Rather it was conceived as a vast array of information gaining coherence
through organization into a multi-dimensional matrix of biological knowledge,[28]
the complete data base of published biological experiments structured by the
laws, empirical generalizations, and physical foundations of biology and
connected by all the interspecific transfers of information.[29]

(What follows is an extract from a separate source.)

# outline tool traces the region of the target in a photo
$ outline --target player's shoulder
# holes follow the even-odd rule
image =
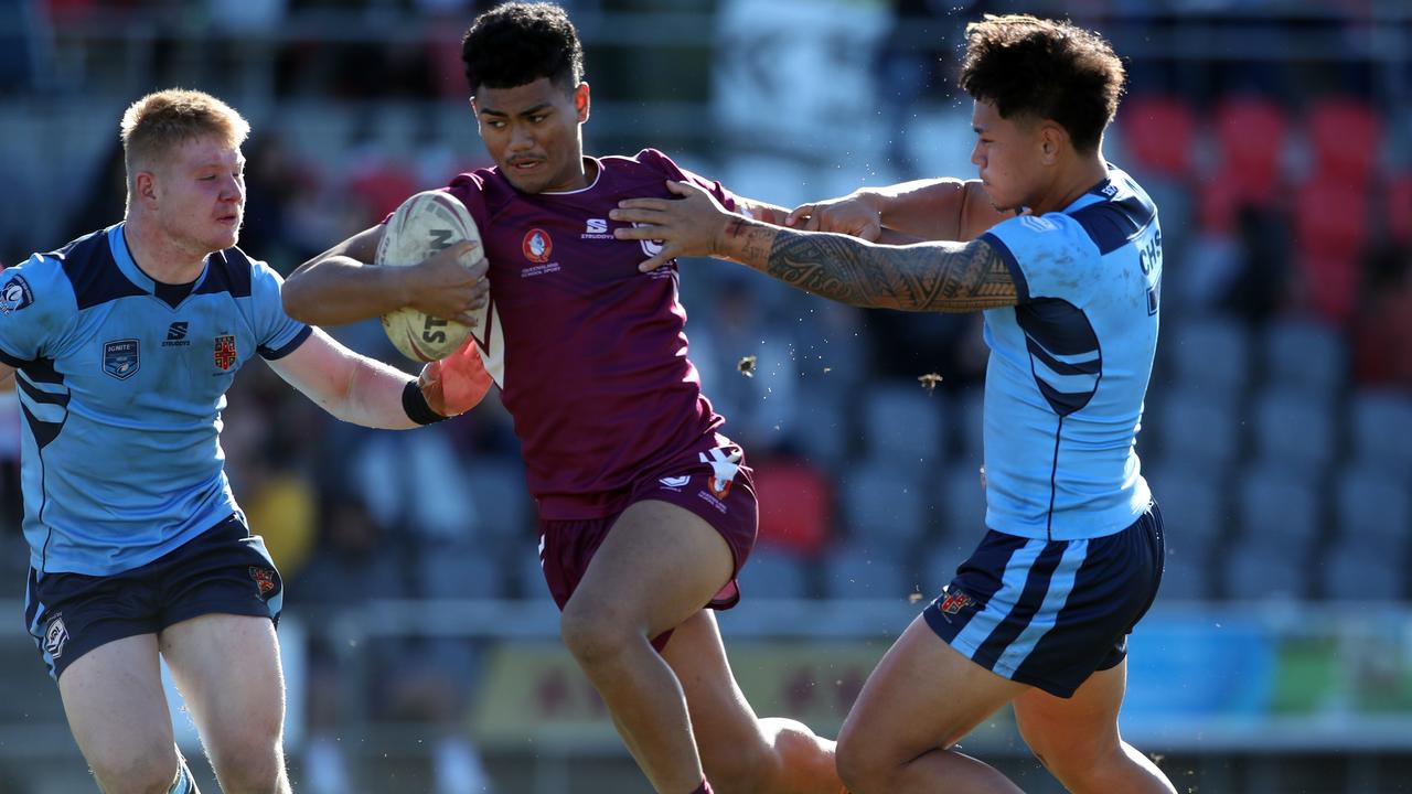
[[[620,177],[682,178],[682,168],[665,153],[644,148],[637,154],[610,154],[599,158],[604,172]]]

Moreover this matrix of biological knowledge would be tied to the use of
computers, which would be required to deal with the vast amount and complexity
of the information.[30]
In its
Long Range Plan of 1987 the Board of Regents of the National Library of
Medicine further elaborated on the notion of the matrix of biological knowledge
explicitly in terms of fashioning the new biology as an information science.[31]
In the view of the panel, the field of molecular biology was opening the door
to an era of unprecedented understanding and control of life processes,
particularly through the “automated methods now available to analyze and modify
biologically important macromolecules.”[32]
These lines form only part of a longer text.